The Fortune 500 maker of software, automated tellers and other types of self-serve kiosks is said to be weighing plans that would involve both newly created jobs and a consolidation of its workforce from certain locations outside of Georgia.

NCR announced last year it would move from Gwinnett County to a location near Georgia Tech. It is already working on a tower of about 20 stories and laying plans for a potential second building on the property.

The addition of even more NCR tech workers to Midtown would add momentum to the steady march of companies such as Coca-Cola, Equifax, Kaiser Permanente, Sage Software and others that have put major offices in-town near Georgia Tech and major transit hubs.

The move already underway is expected to put about 3,600 people at the Midtown headquarters.

One person familiar with the company’s discussions said the broader reorganization could add between 1,600 and 1,800 jobs on top of that over the next several years. If NCR were to relocate and create 1,800 new jobs in Georgia, it could trigger what’s known as a mega jobs tax credit that would supersize a potential incentive package.

Discussions are fluid and the jobs figures could change, according to the people familiar with the matter, who declined to be named because they are not authorized to comment.

NCR spokesman Scott Sykes declined to comment.

It was not immediately clear how soon a decision will be made. The AJC first reported online Wednesday that NCR and its developer, Cousins Properties, were considering a second tower in Midtown even as the first tower in the complex is under construction.

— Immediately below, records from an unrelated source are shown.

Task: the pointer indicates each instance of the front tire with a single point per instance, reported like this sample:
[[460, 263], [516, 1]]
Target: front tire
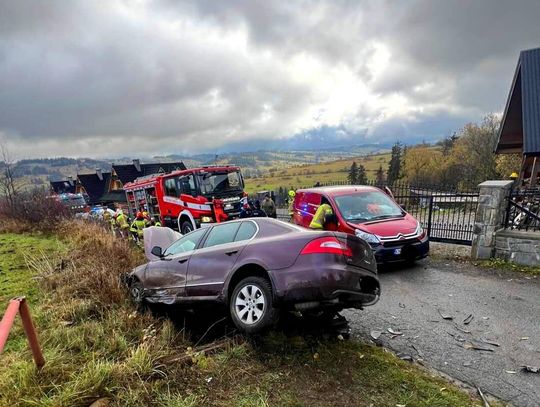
[[251, 306]]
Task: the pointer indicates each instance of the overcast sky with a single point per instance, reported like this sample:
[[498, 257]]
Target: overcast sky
[[116, 78]]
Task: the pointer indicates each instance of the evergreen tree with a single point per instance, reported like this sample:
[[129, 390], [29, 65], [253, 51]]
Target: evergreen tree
[[353, 173], [394, 166], [379, 176], [361, 176]]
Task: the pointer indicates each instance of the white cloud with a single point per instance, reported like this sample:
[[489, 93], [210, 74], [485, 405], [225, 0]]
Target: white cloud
[[118, 78]]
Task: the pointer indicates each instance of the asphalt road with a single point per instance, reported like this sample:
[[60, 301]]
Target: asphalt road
[[505, 308]]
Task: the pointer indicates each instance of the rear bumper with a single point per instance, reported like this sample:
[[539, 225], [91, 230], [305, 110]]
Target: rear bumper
[[319, 286], [400, 253]]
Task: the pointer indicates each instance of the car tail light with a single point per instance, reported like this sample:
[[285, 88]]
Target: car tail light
[[328, 245]]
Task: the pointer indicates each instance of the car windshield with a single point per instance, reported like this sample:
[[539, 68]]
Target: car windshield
[[367, 206], [220, 183]]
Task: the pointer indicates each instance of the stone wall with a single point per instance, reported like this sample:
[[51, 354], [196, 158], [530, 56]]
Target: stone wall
[[489, 217], [518, 246]]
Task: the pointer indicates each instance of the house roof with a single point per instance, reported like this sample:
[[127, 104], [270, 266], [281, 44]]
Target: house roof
[[63, 187], [94, 187], [520, 127], [128, 172]]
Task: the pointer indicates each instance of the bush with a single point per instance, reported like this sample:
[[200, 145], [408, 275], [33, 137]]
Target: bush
[[94, 267], [33, 210]]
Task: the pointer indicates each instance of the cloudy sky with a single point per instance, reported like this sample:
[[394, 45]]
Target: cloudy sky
[[117, 77]]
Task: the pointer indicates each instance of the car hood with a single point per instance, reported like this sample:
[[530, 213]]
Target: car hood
[[389, 227]]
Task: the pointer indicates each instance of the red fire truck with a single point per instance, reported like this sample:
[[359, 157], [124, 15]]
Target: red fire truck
[[183, 200]]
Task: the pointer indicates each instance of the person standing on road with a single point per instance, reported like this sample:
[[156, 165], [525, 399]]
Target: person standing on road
[[268, 206], [292, 194], [122, 223], [137, 227], [319, 220]]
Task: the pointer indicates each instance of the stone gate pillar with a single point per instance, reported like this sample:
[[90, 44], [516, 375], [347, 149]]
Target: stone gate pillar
[[489, 217]]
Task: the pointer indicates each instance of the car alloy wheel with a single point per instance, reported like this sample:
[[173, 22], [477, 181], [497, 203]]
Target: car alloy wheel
[[251, 307], [250, 304]]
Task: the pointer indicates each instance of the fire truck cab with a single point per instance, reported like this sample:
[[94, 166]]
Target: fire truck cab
[[186, 199]]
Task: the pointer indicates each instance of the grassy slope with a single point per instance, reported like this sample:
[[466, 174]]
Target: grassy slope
[[307, 175], [118, 354]]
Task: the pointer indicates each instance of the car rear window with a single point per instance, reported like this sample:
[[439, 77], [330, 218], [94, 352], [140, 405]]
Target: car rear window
[[221, 234], [247, 231]]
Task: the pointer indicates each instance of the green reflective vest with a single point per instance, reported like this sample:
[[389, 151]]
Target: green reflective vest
[[318, 219]]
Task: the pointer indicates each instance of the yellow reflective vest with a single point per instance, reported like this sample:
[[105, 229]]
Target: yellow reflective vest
[[318, 219]]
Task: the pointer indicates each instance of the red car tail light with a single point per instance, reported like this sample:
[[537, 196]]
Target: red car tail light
[[328, 245]]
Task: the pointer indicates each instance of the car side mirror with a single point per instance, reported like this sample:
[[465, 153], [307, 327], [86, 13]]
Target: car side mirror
[[331, 219], [157, 251]]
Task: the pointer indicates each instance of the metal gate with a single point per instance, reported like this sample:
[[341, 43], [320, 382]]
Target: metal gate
[[446, 216]]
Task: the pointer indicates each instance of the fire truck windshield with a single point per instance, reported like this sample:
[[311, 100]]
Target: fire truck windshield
[[213, 183]]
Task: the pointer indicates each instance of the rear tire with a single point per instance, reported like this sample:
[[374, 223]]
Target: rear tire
[[251, 305]]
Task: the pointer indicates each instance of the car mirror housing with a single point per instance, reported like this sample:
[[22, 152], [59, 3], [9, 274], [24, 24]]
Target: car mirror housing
[[157, 251]]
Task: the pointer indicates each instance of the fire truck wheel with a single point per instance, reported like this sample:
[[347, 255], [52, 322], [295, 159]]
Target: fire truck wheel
[[186, 227]]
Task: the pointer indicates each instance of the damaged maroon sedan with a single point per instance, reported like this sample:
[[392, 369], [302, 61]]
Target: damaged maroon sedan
[[259, 266]]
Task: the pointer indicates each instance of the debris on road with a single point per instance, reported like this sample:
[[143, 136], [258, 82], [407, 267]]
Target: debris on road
[[468, 320], [405, 357], [418, 351], [461, 329], [445, 316], [395, 333], [476, 347], [489, 342], [486, 403], [375, 334]]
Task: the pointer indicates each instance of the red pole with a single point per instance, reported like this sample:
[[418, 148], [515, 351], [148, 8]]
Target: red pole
[[7, 321], [31, 333], [19, 304]]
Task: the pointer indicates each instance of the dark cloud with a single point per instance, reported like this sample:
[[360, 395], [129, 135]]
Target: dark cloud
[[114, 77]]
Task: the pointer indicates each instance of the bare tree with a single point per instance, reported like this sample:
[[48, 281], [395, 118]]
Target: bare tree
[[8, 186]]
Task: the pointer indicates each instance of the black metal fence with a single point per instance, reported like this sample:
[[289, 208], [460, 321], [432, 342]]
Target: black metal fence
[[523, 210], [446, 212]]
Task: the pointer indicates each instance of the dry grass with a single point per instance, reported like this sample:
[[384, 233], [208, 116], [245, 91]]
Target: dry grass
[[92, 270], [97, 347]]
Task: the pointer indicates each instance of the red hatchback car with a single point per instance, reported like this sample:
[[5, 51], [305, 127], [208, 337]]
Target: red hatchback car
[[370, 214]]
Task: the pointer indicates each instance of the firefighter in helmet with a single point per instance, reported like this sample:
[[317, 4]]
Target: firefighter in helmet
[[137, 226], [290, 200], [322, 216], [121, 222]]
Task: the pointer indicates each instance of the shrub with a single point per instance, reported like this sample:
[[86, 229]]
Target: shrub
[[33, 210]]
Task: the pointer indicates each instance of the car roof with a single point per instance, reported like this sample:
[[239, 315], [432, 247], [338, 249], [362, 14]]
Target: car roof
[[339, 189]]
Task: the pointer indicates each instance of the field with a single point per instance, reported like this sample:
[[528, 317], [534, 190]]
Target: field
[[97, 347], [309, 174]]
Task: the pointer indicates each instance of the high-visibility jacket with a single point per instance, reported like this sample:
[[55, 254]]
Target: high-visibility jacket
[[318, 219], [121, 221], [137, 226]]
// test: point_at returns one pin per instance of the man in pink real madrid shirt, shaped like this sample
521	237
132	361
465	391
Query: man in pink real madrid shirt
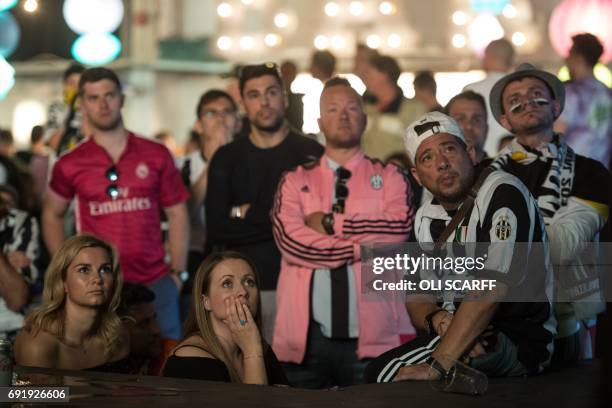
120	182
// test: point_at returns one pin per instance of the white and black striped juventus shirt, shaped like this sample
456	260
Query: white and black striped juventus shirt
18	232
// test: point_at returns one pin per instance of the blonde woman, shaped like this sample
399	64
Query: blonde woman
223	331
76	326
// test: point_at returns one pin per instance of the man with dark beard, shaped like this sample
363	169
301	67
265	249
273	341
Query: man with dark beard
243	176
572	191
121	183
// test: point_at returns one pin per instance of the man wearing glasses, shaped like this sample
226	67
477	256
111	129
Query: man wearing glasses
121	183
243	176
572	191
216	124
325	331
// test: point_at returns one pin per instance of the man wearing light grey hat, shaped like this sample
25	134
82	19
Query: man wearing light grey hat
572	191
472	205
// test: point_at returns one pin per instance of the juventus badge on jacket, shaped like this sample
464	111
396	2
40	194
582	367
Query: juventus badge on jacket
376	182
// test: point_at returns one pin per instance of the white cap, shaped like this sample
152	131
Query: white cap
428	125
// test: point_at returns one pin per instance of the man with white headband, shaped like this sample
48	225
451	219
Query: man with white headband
472	205
572	191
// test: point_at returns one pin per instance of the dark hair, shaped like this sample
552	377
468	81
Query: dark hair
255	71
470	96
325	61
211	96
134	294
425	80
97	74
37	134
72	69
588	46
387	65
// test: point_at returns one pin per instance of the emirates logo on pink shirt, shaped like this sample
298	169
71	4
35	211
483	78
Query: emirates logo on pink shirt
142	170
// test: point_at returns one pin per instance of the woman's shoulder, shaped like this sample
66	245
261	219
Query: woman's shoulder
192	346
37	350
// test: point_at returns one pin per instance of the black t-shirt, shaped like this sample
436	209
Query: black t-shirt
241	173
210	369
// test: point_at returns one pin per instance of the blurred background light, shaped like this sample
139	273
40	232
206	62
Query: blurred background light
7	4
494	7
9	34
332	9
387	8
224	10
460	18
27	114
96	48
356	8
7	77
224	43
482	30
30	6
572	17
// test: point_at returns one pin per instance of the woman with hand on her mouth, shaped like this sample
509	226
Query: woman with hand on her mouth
223	339
76	326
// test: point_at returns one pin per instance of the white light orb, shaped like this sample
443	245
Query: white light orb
459	41
7	4
96	48
394	41
30	6
7	77
519	39
93	16
387	8
338	42
224	43
509	11
374	41
247	43
356	8
460	18
272	40
225	10
332	9
484	29
281	20
27	114
321	42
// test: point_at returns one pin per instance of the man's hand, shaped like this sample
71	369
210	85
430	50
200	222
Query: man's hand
417	372
314	221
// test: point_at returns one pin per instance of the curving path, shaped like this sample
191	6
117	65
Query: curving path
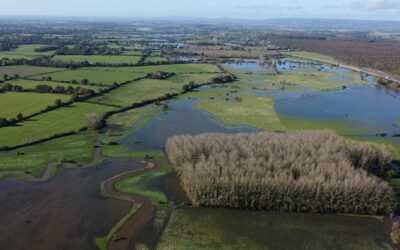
136	223
52	167
142	216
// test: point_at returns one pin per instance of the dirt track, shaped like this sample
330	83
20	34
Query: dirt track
143	215
51	167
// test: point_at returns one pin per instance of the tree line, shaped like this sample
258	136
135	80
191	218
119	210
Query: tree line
308	171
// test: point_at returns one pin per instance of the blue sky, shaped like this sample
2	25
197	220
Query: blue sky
248	9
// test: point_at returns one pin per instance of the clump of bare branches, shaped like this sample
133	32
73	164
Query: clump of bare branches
308	171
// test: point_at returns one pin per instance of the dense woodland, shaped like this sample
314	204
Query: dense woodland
297	171
380	55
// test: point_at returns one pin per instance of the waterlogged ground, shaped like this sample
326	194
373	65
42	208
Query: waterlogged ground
310	95
67	212
70	211
178	226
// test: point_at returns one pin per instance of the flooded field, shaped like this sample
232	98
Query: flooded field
181	118
72	198
68	209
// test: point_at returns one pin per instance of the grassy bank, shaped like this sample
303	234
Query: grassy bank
14	103
75	148
65	119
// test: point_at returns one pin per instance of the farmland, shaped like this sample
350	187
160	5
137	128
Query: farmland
24	71
75	148
26	103
98	76
176	68
98	59
26	50
147	89
62	120
180	118
32	84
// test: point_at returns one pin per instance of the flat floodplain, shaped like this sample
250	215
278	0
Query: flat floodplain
101	59
27	50
75	148
24	70
31	84
176	68
62	120
14	103
146	89
94	76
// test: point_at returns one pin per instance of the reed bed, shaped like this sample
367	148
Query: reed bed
307	171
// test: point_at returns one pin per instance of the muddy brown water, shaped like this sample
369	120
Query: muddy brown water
67	212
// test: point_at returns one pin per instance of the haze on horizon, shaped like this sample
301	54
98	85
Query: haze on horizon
242	9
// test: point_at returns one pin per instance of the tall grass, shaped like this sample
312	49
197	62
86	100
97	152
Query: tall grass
297	171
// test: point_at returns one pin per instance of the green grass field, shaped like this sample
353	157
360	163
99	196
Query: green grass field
62	120
176	68
27	50
24	70
149	89
155	59
94	76
31	84
5	55
312	56
258	112
128	118
93	59
74	148
13	103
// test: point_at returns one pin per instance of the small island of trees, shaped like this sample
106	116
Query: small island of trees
307	171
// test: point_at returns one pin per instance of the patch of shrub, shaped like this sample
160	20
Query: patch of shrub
308	171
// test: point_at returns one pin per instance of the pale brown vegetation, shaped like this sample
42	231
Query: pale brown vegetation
298	171
93	122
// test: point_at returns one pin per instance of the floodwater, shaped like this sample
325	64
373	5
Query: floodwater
181	118
66	212
372	108
369	107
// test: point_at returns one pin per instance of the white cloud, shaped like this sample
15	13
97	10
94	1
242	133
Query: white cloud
372	5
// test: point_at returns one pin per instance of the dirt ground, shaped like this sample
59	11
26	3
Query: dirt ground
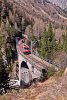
51	89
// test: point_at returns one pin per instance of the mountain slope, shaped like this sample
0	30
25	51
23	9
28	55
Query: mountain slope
60	3
39	13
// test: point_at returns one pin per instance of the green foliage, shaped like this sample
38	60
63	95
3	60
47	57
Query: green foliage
65	42
59	46
3	98
47	43
51	71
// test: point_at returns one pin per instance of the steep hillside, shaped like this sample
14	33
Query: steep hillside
60	3
37	13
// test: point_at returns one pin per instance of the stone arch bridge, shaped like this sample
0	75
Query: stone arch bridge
30	67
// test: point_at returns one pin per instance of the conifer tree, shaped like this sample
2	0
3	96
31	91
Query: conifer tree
48	44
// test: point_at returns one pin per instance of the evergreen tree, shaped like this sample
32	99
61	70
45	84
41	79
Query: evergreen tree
48	44
65	42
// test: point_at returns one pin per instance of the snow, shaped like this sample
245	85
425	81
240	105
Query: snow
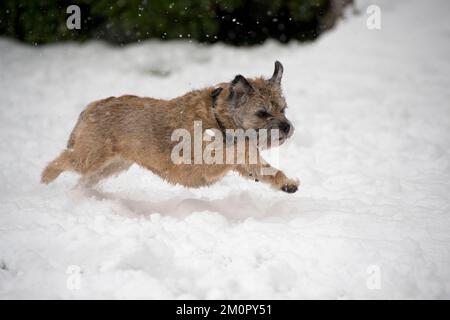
371	148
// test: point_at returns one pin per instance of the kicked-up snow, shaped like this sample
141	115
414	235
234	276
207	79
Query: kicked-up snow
371	148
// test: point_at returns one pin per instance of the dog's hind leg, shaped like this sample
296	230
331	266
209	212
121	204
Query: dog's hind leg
110	168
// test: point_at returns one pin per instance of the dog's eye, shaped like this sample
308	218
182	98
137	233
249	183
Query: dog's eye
263	114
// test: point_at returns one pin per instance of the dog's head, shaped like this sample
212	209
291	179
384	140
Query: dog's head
259	104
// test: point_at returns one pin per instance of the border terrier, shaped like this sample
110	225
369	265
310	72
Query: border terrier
113	133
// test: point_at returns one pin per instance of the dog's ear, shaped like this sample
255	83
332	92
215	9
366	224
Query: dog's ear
240	88
277	74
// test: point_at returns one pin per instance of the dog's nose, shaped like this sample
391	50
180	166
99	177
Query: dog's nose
285	127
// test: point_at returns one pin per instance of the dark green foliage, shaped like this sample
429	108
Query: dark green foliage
236	22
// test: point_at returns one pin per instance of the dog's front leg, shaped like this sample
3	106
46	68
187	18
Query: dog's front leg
264	172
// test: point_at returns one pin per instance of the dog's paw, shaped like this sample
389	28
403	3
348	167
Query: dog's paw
290	187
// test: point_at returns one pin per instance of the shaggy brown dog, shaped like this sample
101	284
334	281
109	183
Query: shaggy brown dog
113	133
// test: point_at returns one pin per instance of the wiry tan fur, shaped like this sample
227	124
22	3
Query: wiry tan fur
113	133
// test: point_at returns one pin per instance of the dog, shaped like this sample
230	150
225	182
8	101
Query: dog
114	133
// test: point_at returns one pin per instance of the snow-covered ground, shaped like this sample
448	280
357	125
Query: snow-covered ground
371	148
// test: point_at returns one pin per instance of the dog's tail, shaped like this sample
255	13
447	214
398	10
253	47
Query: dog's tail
56	167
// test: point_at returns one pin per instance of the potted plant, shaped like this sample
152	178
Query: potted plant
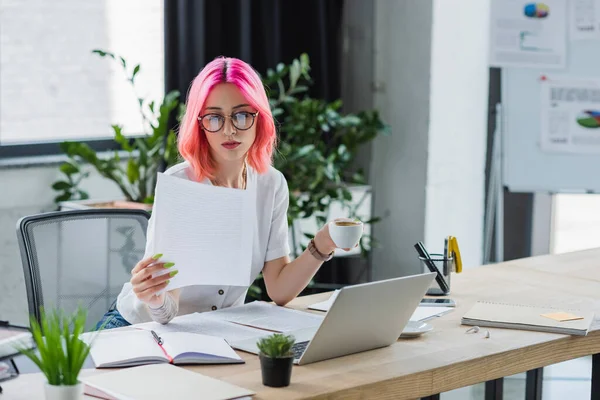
60	352
276	359
135	175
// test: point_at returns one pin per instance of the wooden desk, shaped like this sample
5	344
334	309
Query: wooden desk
444	359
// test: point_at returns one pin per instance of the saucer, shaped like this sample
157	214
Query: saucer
415	328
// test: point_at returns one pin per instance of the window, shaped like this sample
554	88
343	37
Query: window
53	88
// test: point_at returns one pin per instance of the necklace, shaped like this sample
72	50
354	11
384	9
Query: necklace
215	182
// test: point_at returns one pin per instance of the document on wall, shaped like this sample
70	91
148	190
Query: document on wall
584	19
207	231
570	115
528	34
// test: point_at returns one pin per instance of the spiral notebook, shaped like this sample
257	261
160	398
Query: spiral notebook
137	347
532	318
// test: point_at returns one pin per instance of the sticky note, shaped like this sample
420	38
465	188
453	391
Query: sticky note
562	316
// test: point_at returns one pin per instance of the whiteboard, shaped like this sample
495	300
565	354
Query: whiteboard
525	167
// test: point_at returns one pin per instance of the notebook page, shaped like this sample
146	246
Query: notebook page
206	231
177	343
267	316
166	382
198	323
109	347
526	315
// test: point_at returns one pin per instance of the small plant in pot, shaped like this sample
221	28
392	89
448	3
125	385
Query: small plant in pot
276	359
60	353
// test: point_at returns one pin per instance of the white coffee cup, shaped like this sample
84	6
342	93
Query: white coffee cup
345	232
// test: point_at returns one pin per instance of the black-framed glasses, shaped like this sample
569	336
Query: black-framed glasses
241	120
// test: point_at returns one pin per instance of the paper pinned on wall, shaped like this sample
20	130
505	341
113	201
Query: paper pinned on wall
570	115
528	34
207	231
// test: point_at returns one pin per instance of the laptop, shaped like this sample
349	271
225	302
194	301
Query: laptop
362	317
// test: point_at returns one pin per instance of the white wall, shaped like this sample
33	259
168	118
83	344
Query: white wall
458	126
399	161
431	85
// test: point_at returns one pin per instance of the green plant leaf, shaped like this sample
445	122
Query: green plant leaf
121	139
135	72
61	185
69	167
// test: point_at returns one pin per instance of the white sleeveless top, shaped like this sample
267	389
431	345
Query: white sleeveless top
270	243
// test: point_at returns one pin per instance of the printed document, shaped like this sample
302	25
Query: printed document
528	33
262	315
207	231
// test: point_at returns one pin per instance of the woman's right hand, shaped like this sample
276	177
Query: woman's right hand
145	286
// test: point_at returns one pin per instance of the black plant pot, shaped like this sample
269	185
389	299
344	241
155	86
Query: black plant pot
276	372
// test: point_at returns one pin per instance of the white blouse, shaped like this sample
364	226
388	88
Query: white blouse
270	243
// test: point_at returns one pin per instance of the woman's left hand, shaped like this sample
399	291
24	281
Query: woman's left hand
324	242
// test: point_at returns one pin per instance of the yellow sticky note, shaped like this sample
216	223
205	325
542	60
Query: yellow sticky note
562	316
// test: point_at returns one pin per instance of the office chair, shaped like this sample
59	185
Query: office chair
80	257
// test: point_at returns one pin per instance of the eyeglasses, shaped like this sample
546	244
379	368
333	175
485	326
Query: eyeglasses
242	120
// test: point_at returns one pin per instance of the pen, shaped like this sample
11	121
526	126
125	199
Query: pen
439	278
157	338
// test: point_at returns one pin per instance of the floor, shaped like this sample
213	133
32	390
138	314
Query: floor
576	227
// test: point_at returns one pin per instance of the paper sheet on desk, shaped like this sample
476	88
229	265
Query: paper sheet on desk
267	316
420	314
206	231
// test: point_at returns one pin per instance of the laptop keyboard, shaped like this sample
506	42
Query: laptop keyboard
298	349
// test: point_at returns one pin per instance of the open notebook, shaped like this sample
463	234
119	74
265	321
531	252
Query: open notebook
525	317
159	382
137	347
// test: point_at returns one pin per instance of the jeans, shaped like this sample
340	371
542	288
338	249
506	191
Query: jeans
115	320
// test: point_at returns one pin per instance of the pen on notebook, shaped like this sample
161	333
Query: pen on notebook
157	338
432	267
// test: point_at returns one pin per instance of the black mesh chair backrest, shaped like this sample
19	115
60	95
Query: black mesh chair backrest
80	257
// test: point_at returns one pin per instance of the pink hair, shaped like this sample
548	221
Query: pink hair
193	145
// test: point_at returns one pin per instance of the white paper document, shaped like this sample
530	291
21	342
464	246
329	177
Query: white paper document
528	34
268	316
570	115
206	231
425	313
199	323
584	19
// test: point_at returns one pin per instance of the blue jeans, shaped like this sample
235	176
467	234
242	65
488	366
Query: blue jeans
115	320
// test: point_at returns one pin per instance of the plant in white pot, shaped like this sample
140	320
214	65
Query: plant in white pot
276	359
60	352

NCR CEO Bill Nuti — who is based in New York — has said the intown shift is designed to help the company tap student and faculty talent at Georgia Tech.

The NCR project is currently rising at a site at Eighth and Spring streets near Technology Square in Midtown.

At the time, NCR said it planned to maintain a second office campus in the northern suburbs, in Gwinnett or elsewhere. It is not clear if those plans are still on the table.

NCR had 32,600 employees worldwide as of December. NCR also has a major manufacturing operation in the Columbus area which is not expected to be affected by a consolidation of jobs from elsewhere.

Cousins officials said last week in the company’s second quarter earnings call that the size and cost of the NCR project is fluctuating as a design is finalized.

In response to an analyst’s question concerning Cousins’ portfolio of development sites, Cousins Chief Financial Officer Gregg Adzema said the second phase of the NCR project is “about to start.”

Last year, NCR reportedly considered selling itself before striking a deal in November for a major investment by noted financial firm Blackstone.

Founded in 1884 as National Cash Register in Dayton, Ohio, NCR moved to Gwinnett County in 2009, lured by about $109 million in state and local incentives. It has continued to reinvent itself since the move into more of a software focused company.

NCR is a piece of Georgia’s mammoth financial technology sector. The company is best known for making hardware like cash registers and ATMs.

The industry employs more than 40,000 people in the Peach State, according to the American Transaction Processors Coalition.